Data product perspective
My experience in a small public sector organisation has largely observed analyses outputs cobbled together into an email with a paragraph or two of explanation and then followed by plenty of back and forth to get the message or caveats well understood. This approach has many disadvantages: from asset confusion (which version has the right changes) to amnesia on both sides on the original request and context as emails exchanges request change upon change. These experiences are not a standard but I suspect they happen more often than not leading to frustrations for both the technical analysts as well as the business stakeholders.
Following a series of such interactions and observing others, I realised that core to the frustrations was poor definition around the deliverable provided to the end user. Figures and tables, while seemingly simplistic require explanation and narrative to make sense to the non-technical person and a short paragraph in an email may not be sufficient for understanding. Furthermore, some analyses are better provided with interactivity so that the user can explore and take what they need.
I also found that we were all developing analyses as a collection of scripts with some instructions to run them. Even if analysts build analyses as reproducible analytical pipelines, analyses often remained a technical obscurity without a useful output tailored for the end users.
These thoughts coalesced into the idea that an analysis is best developed as a data product. Shaping a piece of work as a product makes it tractable. We can summarise a product with purpose, audience and value. A data product can be a pdf report, a web output, an interactive dashboard or a web app. It is simply a tangible asset for a piece of work that can be designed and shaped by user needs and preferences.

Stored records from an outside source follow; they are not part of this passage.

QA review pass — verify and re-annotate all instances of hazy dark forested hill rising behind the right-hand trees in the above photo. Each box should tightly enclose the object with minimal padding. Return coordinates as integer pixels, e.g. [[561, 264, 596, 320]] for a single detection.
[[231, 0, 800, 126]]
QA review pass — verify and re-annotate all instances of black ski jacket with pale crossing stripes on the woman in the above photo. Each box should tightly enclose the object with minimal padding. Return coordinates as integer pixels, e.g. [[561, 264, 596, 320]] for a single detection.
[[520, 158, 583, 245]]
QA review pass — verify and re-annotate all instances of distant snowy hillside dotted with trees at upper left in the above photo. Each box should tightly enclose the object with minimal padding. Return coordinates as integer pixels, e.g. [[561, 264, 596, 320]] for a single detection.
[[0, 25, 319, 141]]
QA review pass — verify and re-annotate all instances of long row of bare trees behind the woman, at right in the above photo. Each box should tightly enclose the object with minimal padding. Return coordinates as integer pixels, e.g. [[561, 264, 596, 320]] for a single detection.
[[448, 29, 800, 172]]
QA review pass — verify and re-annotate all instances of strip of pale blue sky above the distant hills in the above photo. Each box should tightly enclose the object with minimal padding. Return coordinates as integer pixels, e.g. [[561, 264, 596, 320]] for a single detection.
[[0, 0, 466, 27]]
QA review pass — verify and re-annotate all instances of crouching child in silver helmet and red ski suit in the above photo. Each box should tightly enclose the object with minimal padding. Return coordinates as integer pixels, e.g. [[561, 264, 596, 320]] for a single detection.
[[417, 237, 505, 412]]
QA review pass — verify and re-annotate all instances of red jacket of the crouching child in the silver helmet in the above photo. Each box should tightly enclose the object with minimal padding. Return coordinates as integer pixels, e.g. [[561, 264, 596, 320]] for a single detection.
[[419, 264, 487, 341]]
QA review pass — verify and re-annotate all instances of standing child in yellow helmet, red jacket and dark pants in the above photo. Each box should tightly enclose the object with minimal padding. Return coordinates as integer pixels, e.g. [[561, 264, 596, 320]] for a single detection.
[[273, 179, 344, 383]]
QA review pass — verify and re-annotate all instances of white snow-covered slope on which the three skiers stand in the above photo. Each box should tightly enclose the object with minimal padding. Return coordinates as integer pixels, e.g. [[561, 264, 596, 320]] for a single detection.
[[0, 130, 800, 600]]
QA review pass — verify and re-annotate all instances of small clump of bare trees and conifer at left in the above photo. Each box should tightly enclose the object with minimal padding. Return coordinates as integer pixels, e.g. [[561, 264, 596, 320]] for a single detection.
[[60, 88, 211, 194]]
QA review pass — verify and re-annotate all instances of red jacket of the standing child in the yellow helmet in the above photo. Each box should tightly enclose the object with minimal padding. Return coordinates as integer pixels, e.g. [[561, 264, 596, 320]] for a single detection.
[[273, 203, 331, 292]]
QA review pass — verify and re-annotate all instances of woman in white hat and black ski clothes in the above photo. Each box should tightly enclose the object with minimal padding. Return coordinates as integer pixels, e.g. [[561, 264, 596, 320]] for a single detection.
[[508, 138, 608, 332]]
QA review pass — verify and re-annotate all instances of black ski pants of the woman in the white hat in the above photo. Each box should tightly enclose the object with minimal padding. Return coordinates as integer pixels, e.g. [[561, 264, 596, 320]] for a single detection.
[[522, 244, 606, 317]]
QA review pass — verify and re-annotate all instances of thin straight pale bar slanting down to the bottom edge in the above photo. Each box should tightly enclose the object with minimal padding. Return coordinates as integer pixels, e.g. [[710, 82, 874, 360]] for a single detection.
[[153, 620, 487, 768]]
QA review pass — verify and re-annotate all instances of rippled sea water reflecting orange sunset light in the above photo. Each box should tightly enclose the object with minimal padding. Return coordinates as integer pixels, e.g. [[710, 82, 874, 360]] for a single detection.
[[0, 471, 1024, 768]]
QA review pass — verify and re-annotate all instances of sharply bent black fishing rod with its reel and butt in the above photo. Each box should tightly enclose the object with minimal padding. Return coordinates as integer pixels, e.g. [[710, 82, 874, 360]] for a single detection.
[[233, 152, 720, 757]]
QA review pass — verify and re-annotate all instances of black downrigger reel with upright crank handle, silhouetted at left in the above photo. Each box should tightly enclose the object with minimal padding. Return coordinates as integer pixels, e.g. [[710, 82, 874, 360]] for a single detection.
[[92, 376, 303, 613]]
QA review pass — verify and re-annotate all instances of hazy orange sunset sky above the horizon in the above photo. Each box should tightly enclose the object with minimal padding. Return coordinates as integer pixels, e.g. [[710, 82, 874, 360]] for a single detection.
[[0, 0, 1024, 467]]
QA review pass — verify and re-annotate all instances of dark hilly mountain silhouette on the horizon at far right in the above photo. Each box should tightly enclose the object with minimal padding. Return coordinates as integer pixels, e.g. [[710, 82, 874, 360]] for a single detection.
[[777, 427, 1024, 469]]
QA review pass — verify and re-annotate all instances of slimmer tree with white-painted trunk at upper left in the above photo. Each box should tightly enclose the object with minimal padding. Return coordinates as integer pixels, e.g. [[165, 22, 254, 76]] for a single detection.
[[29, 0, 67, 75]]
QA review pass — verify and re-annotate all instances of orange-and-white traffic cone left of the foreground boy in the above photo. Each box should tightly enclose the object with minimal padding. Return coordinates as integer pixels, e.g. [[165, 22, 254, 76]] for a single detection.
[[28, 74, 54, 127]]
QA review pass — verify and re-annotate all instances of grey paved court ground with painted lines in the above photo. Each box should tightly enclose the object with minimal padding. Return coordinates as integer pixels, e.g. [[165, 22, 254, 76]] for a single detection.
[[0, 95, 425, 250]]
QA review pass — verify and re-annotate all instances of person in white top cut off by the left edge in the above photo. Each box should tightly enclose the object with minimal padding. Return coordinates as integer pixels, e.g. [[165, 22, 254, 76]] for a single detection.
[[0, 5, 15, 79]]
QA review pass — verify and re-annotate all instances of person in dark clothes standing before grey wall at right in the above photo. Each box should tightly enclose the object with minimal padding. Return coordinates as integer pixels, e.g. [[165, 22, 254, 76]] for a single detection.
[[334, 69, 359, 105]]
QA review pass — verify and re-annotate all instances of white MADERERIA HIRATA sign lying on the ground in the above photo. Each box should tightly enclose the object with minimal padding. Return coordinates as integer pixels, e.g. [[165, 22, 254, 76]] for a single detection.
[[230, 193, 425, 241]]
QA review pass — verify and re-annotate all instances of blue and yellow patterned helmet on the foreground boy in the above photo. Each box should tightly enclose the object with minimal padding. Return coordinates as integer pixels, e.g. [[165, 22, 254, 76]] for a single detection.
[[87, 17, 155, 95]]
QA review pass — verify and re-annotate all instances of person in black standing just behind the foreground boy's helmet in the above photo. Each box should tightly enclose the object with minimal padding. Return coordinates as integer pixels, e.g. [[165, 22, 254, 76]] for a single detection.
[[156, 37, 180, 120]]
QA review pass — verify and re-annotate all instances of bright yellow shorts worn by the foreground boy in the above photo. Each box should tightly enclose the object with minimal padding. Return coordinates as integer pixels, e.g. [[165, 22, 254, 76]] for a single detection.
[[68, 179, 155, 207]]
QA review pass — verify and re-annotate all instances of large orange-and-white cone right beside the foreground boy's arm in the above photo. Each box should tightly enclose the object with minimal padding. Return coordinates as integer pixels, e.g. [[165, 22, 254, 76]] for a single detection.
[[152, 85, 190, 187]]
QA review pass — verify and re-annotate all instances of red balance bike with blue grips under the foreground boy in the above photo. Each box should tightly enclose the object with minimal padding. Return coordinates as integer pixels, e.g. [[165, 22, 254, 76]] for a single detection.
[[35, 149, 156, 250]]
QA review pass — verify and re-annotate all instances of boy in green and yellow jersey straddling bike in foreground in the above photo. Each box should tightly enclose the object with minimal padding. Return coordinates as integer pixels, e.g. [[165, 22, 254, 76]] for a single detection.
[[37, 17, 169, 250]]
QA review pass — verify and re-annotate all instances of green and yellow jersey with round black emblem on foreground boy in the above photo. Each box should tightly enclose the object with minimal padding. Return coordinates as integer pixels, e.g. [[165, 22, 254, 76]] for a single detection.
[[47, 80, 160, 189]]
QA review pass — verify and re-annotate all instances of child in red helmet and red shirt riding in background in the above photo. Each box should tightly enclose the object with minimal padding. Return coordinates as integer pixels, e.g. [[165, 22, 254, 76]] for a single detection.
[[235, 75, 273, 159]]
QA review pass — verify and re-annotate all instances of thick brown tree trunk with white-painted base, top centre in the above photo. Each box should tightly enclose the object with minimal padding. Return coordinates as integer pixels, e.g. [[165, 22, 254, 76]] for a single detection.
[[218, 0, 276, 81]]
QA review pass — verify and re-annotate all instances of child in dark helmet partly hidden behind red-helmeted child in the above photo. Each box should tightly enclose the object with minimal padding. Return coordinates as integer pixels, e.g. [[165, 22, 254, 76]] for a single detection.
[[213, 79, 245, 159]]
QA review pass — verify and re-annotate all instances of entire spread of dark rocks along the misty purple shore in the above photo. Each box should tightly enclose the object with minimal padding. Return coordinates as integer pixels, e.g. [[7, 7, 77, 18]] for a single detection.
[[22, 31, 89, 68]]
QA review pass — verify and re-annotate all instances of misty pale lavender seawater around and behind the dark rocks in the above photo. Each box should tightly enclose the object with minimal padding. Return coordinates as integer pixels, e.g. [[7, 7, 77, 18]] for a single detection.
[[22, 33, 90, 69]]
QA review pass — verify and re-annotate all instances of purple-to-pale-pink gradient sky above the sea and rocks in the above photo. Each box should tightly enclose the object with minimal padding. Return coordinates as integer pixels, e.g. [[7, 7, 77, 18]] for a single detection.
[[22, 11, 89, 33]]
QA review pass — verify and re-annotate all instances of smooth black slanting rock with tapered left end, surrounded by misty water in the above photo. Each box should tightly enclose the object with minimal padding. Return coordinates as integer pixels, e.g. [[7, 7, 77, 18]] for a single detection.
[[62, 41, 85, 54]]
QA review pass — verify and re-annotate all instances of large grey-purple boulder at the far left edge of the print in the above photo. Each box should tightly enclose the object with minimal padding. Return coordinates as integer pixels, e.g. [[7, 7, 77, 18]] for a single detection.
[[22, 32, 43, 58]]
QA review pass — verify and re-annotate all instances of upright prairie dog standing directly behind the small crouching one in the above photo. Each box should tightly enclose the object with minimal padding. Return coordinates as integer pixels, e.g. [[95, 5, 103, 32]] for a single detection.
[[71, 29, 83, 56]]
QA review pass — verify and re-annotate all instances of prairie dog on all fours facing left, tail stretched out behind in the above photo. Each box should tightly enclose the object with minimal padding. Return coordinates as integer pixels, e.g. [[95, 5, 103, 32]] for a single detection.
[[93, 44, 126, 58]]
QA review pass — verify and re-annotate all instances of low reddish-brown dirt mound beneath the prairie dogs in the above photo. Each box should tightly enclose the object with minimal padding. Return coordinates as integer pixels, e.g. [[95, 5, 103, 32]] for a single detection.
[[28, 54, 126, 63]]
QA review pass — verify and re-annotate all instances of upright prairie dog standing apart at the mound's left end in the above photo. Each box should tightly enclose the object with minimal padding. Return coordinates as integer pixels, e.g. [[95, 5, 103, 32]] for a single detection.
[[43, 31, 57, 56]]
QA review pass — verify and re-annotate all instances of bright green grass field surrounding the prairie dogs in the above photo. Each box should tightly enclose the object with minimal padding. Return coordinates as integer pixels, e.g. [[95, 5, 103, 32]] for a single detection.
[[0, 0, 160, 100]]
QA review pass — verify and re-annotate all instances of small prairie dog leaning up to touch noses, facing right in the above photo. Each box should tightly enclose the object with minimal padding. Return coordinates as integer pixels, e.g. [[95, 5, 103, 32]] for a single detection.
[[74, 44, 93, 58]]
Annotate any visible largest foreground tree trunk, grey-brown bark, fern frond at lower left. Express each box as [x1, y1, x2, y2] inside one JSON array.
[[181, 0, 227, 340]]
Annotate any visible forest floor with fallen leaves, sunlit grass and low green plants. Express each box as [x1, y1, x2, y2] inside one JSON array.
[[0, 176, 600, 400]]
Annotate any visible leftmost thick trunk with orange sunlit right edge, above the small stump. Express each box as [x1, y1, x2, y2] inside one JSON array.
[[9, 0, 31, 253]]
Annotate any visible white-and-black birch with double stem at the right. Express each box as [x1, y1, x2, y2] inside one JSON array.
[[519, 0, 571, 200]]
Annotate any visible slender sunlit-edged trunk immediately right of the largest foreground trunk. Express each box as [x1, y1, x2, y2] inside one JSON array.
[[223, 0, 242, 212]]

I’ve chosen to use a generic term of data product rather than something like analysis report. This is because there are many instances where a simple dashboard with interactive charts or perhaps a web app are the best data products to package up an analysis. However, the majority of analysis work fits well as a “report” format, especially with the wide flexibility offered by Quarto.
Quarto documents (be they pdf outputs, websites or dashboards) offer the best balance for the technical analyst. The executable document contains code and links to data, useful to the technical person, while the rendered output is designed for the target audience. I’ll go through a brief transport example to highlight the use and value of data products.
Throughout the COVID-19 pandemic and its lingering aftermath there were many questions around maritime resilience and connectivity. For transport policymakers questions abound on the nature and type of shipping lanes connecting New Zealand and the Pacific islands to global trading partners. There were specific questions but also a desire for a holistic understanding. Given this need, a web-book was the best data product. The introduction provided the wider view while individual chapters presented detailed analyses on the requested topics. The website was hosted on Gitlab Pages and made available to users as an URL.
A web-book data product functions like a reference document with clear global navigation for users to jump into the area of most interest or pertaining to their questions. This was partly because there were several users, and related but distinctly different analyses.
This data product (and others like it) were actually constructed from user stories. The term hails from Agile methodologies but can be used for data analyses without the work management aspects. At their core, user stories underlie the product [1] with no tie to a specific type of product. User stories can become features for a data product i.e. data analyses. A good user story includes the need (the question) and the context of the user giving the analyst sufficient information to best provide information and insights.
The best products evolve by iteration; through presentation to and feedback from the end users. Unlike an email chain where people can get lost finding the artefacts with the changes they requested, a data product, especially a web-based one, can be iterated upon based on feedback with the improved version available at the same location as the old. For complex projects, building cheap data product prototypes with made-up data can be iterated with the users to ensure the full build is only handled once the core use and functionality is agreed upon [2].
While every analysis request or project I have worked on in the last couple of years has an associated data product, the process has been far from smooth and with persisting points of friction. For example, the lack of a general tool for detailed feedback has been particularly problematic.
Since data products are fundamentally technical assets, they are hosted on a version control system (VCS). Gitlab in our case. The rendered output (be it web app or plain HTML) are provided at an accessible URL to end users. These outputs can be explored and feedback is usually solicited in a face to face (in person or virtual) meeting. However, the tools we have chosen don’t have the equivalent of Microsoft’s “Track Changes”. This limits the data products to ones that will be edited by the technical analysts alone. We are unable to collaborate on the text of the data products in a manner that still allows for technical development with the appropriate tools. While the friction of collaboration is galling, the model does works well for most analyses.
To recap, a data product is a tangible asset of data analysis. Depending on use and user, it can be a pdf report, website, web app or interactive dashboard. Work is best done by first collecting the requests as user stories which are developed as analyses and consolidated into an appropriate data product, noting to write design documents before coding! The data product is then iterated upon based on user feedback. To avoid search fatigue and asset confusion, data products are best hosted at a centralised location.